In the future SI system, the physical units are to be defined by means of elementary fundamental constants such as Planck’s constant h or the charge of an electron e. The base unit of electric current, the ampere, can then be realized via a so-called “singleelectron pump”. The single-electron pump consists of a microscopic semiconducting island with two current leads. In pumping operation, first an electron coming from the current lead on the left is loaded onto the island and then released into the other current lead. If this procedure is repeated periodically at a clock frequency ƒ, a current I = eƒ is generated. The current is then only determined by the fundamental constant of the charge of an electron e, and the clock frequency ƒ. At present, semiconductor- based single-electron pumps are considered the most promising candidates for the future realization of the ampere.
In the past, to characterize such a single-electron pump, the pump had to be operated continuously with a given frequency f, and the current generated thereby had to be measured as precisely as possible. Such a measurement, however, always implies an averaging over numerous clock cycles, so that the data concerning single, rarely occurring pump errors are eventually lost. The actual number of these pump errors is, however, of vital importance for metrological applications. In the year under report, PTB was able, for the first time, to integrate and test a detector circuit together with a single-electron pump on one chip (see figure). The detector circuit allowed single errors of such pumps to be detected and analyzed.

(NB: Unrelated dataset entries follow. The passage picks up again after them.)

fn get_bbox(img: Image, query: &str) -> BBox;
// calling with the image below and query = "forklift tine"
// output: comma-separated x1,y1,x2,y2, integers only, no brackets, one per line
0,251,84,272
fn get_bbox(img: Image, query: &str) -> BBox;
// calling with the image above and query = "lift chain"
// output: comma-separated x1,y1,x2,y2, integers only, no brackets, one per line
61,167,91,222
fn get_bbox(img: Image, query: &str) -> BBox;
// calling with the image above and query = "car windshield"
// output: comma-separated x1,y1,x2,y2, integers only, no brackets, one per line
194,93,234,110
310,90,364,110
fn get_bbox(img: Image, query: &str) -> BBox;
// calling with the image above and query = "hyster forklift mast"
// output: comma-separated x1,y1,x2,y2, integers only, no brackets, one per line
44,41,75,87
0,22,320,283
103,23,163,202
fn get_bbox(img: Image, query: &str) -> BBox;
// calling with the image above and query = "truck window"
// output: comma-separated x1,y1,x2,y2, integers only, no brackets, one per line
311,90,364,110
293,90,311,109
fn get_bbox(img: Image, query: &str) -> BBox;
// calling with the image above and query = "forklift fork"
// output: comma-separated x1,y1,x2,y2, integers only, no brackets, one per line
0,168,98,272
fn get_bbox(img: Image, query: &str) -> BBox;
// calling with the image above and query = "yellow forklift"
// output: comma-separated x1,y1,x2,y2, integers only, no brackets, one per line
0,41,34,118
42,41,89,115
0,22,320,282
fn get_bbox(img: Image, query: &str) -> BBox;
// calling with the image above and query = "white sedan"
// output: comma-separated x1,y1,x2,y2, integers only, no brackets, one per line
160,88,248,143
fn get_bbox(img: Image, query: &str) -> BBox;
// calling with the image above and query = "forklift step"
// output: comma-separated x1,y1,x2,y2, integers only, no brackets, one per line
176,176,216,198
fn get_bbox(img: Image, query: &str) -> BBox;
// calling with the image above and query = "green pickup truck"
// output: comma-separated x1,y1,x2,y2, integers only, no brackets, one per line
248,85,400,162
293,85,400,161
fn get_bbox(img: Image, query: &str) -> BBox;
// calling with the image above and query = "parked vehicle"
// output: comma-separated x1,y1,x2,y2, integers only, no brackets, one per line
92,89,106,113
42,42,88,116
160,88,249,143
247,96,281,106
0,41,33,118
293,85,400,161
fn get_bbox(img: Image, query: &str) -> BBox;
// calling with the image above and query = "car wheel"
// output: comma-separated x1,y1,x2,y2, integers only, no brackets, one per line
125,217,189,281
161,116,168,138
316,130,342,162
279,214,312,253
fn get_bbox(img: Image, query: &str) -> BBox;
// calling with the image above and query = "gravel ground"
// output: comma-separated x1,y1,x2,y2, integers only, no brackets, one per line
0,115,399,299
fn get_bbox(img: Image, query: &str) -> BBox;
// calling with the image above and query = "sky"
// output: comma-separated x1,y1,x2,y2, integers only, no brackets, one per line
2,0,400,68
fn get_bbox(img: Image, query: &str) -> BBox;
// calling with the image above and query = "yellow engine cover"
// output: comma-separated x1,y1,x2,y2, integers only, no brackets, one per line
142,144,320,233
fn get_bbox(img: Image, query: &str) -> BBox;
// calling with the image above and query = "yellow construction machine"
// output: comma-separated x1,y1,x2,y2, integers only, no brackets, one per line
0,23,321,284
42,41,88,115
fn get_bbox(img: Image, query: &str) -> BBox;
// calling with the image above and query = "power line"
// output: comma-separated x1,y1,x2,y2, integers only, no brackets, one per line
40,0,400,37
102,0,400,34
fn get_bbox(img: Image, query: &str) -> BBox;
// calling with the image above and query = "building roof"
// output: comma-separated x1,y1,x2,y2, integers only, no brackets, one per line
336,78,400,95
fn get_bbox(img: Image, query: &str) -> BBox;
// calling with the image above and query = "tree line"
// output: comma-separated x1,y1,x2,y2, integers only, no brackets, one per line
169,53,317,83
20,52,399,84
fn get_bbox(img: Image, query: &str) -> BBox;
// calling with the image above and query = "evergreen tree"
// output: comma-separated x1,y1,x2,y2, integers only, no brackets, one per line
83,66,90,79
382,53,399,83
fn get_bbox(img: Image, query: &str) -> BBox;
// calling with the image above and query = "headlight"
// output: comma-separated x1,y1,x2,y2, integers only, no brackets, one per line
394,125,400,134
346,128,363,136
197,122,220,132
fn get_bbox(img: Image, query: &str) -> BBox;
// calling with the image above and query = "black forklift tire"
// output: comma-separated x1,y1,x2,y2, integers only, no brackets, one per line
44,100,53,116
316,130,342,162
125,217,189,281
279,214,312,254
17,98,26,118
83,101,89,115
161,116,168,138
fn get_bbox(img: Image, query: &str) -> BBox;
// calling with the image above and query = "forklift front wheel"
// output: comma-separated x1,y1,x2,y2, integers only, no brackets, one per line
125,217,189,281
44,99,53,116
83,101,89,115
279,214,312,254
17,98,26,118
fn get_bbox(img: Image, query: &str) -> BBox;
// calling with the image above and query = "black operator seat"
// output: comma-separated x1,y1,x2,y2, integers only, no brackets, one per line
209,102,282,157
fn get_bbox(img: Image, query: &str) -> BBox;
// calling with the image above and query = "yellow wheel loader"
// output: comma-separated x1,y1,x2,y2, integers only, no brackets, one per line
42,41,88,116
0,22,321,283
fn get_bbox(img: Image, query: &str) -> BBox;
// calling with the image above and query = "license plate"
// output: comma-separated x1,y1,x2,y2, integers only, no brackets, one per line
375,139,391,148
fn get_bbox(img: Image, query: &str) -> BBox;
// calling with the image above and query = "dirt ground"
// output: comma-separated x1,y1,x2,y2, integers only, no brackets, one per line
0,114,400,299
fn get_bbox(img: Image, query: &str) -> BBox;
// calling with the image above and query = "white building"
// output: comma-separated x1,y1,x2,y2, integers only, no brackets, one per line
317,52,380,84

The detector circuit is based on so-called “singleelectron detectors”. These detectors react so sensitively to electric charges that they can even definitely detect the only electron that is trapped and transported by the pump per clock cycle. With the aid of this detection method, the error rate of the pump has now been measured precisely as a function of various external parameters. Excellent agreement was yielded when comparing the measured error rate with theoretical predictions; this confirmed the validity of the model used. In addition, it turned out that under the given conditions of measurement, the thermal distribution of the electrons on the island did not have a significant influence on the error rate. These results are a decisive step towards the future development of a semiconductor-based single-electron current standard.